Se tem uma coisa que o Sr. Presidente da República sabe fazer com maestria é falar. Fala pelos cotovelos, como quem improvisa espontaneamente os discursos seguro de suas experiências e cãs, fazendo o tipo vovozinho ranzinza, bem-humorado e sábio. Redondo da cabeça aos pés e com duas orelhas de abano, Lula anda de um lado para o outro do palco alternando voz embargada com gritos de braveza para provocar, no público, as emoções mais contraditórias, recurso típico das lideranças autoritárias e carismáticas. A mim não engana, mas seduz muita gente neste país que cresceu sem pai, sem um patrão caridoso, sem um líder religioso que pastoreie seu rebanho.
Foi assim, com seu jeito bonachão de quem está sempre pronto para erguer uma alma desvalida, que Lula discursou na 4ª Conferência Nacional da Juventude, um evento promovido pela Secretaria Nacional de Juventude, ligada à Secretaria Geral da Presidência da República. Cercado de universitários petistas acima do peso, deslumbrados e, simultaneamente, apáticos, que em nada representam os jovens brasileiros dos campinhos de futebol e festivais sertanejos, Lula ativou ainda mais os gestos histriônicos, chegando a tremer as mãos e sendo acudido por Janja que, como boa assistente, lhe serviu uma garrafinha d’água.

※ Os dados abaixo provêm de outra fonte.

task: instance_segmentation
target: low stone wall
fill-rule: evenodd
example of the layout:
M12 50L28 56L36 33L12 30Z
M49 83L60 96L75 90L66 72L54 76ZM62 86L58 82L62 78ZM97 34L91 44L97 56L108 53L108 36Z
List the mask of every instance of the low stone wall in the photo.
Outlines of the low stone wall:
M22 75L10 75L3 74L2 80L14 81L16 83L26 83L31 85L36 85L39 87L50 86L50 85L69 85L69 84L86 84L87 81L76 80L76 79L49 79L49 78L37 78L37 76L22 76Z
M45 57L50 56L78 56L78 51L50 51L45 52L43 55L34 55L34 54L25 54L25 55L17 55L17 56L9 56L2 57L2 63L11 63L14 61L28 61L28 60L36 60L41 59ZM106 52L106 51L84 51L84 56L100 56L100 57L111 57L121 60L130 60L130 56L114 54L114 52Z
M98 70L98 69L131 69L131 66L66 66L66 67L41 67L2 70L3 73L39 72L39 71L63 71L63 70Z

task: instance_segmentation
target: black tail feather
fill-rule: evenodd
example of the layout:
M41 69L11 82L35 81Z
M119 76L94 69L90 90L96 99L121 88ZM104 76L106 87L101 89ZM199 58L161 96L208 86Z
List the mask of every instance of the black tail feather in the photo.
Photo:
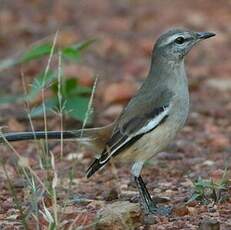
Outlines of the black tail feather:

E especificamente neste contexto de euforia queer foi que Lula bradou a frase da semana: “Vocês não sabem como eu estou feliz hoje. Pela primeira vez na história desse país, nós conseguimos colocar na Suprema Corte desse país um ministro comunista, um companheiro da qualidade do Flávio Dino.”
Para a direita mais da linha de frente, a declaração de Lula soou como o anúncio de um novo regime, mas quem conhece o personagem não se assustou. Primeiro porque, de comunista, o judiciário já está infestado; segundo porque Lula muda o discurso como troca de roupa. É o seu estilo que permanece o mesmo, a forma exterior, enquanto o conteúdo se adapta conforme a plateia.
O objetivo deste tipo de performance é agradar a massa débil e confundir o inimigo. Dois coelhos mortos com uma só cajadada.
Dali os jovens saem com os corações palpitantes, crentes de que são a geração escolhida para empreender a última das revoluções. O próprio Lula fez a convocação: “…e vocês têm que aprender uma lição: não existe possibilidade de vocês desanimarem de lutar se vocês tiverem, dentro da cabeça de vocês, uma causa. E cada um de nós pode construir uma causa pessoalmente, mas nós temos que construir uma causa coletiva.” Viu como se faz?
Já os adversários são pegos de surpresa por um movimento ousado, que será desfeito no primeiro evento com banqueiros e empresários (mas até lá terão gasto umas boas horas analisando a jogada ou se gabando de ter cantado a pedra com antecedência. No caso de Dino, que ele é comunista, como se pudessem antever alguma coisa que já não fosse óbvia).
Esta é a tônica das disputas de poder nos tempos modernos: sustentar uma aparência dialeticamente paternal e patriarcal, um discurso flexível, uma agenda sempre aberta a rabiscos e novos planos, só restando, de estável, o interesse pessoal. Tudo que essa gente faz é para se manter no topo e ditar as regras do jogo. Se ainda há, por trás dos movimentos perceptíveis, o devaneio de uma economia planificada, do fim da propriedade privada, de uma nova ordem social coletivista e igualitária, ele emergirá dos pequenos focos de incêndio aqui e ali, nos campus universitários, nas escolas, nos eventos musicais e cênicos, nos cultos e missas. Não de cima do palanque.
Os conservadores mais afoitos deveriam tapar os ouvidos para este tipo de falatório. Neles só produz perturbação. A simulação de uma guerra declarada e justa serve para paralisar os últimos combatentes que resistem no verdadeiro campo de batalha da cultura, dos símbolos, dos mitos e costumes.
Se querem dar um passo adiante, larguem essa mania de Apóstolo João, anunciando o fim dos tempos com edições de vídeo derrotistas, nada animadoras. Aprendam um pouco com quem domina o estilo: ergam as frontes, aprumem os troncos, estendam os braços e depositem um tom a mais de emoção e mistério na impostação da voz.
Apresentem ao povo os afetos agregadores que permitirão, em um próximo estágio de abertura de consciência, anterior à própria mobilização, fazê-lo ver o que não está visível.